This is super cool, but it's worth pointing that it still relies on supervised learning from a large dataset of human players, and that it's not a general learning algorithm (there is a whole bunch of problem-specific aspects to the model). It not having learning via RL (trial and error, as humans do) or self-play is kind of disappointing.
Don't get me wrong, it's an impressive advance, but just as with AlphaGo it's important not to overgeneralize what this means. I would not be surprised if a lot of people jump to talking about what this means for AGI, but with this learning paradigm it's still pretty limited in applicability.

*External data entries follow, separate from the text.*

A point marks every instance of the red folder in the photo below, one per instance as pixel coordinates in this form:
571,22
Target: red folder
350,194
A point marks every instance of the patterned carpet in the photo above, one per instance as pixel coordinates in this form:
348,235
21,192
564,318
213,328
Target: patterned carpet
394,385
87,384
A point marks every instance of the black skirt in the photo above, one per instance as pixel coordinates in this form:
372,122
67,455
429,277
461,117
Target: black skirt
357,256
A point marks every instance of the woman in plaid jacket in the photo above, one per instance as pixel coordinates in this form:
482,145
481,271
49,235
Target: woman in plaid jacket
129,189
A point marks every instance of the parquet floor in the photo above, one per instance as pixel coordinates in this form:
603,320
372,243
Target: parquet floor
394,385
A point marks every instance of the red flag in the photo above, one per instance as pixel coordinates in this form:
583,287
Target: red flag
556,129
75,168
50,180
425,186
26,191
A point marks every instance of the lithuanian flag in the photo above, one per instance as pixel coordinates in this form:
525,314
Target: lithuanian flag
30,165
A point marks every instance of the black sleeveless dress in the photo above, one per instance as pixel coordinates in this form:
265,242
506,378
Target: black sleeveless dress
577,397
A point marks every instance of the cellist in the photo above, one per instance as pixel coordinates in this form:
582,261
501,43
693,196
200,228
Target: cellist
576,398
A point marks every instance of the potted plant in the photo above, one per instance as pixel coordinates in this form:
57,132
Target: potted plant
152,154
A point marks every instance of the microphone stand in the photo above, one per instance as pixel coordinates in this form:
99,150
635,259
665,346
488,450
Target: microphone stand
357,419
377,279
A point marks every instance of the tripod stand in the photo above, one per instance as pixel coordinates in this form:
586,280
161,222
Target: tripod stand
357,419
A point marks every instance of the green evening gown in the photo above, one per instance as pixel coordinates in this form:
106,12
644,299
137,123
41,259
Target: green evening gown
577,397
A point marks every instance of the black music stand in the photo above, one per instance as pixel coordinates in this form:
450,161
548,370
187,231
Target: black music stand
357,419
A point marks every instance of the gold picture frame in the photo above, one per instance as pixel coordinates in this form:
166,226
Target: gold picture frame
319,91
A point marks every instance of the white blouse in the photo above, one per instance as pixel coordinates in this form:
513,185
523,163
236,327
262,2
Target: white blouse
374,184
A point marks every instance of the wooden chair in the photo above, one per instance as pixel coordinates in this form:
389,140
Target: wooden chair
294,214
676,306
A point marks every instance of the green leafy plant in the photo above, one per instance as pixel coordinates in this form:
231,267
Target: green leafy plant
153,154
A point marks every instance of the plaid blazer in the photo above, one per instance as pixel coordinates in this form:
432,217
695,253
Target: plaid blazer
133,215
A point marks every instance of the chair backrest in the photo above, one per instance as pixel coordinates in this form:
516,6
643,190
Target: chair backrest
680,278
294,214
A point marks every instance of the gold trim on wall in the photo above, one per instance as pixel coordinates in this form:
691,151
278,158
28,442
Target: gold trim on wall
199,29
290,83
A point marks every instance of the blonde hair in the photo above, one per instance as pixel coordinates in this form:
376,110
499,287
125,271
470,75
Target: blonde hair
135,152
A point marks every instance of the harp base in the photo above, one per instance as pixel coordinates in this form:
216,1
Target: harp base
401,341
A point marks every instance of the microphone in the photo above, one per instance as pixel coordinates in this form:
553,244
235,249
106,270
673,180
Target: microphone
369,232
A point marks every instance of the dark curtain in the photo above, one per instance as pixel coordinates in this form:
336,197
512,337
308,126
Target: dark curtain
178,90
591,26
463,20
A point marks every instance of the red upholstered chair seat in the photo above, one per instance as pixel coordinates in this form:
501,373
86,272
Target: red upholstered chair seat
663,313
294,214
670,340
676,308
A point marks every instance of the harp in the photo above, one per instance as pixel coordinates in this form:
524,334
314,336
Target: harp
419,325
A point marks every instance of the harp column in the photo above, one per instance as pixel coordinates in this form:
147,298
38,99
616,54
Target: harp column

Yes. I was disappointed to find that they needed a huge labeled dataset of Diplomacy games to train the language model, and despite that it still generated a lot of nonsense (as usual for language models) that they then had to invent 16 other ad-hoc models to filter out. It's super cool that they got it to work, but it's nothing like a general method for communicating and collaborating with humans on any task.
Hopefully there will be follow-up work to increase the generality by reducing the amount of labeled data and task-specific tweaking required, similar to the progression of AlphaGo->AlphaGo Zero->AlphaZero->MuZero.
Eh, it does learn from self play via RL. One section of the paper is literally titled "Self-play reinforcement learning for improved value estimation". Yes, that's only a small part of the entire system.
Don't get me wrong, it's an impressive advance, but just as with AlphaGo it's important not to overgeneralize what this means. I would not be surprised if a lot of people jump to talking about what this means for AGI, but with this learning paradigm it's still pretty limited in applicability.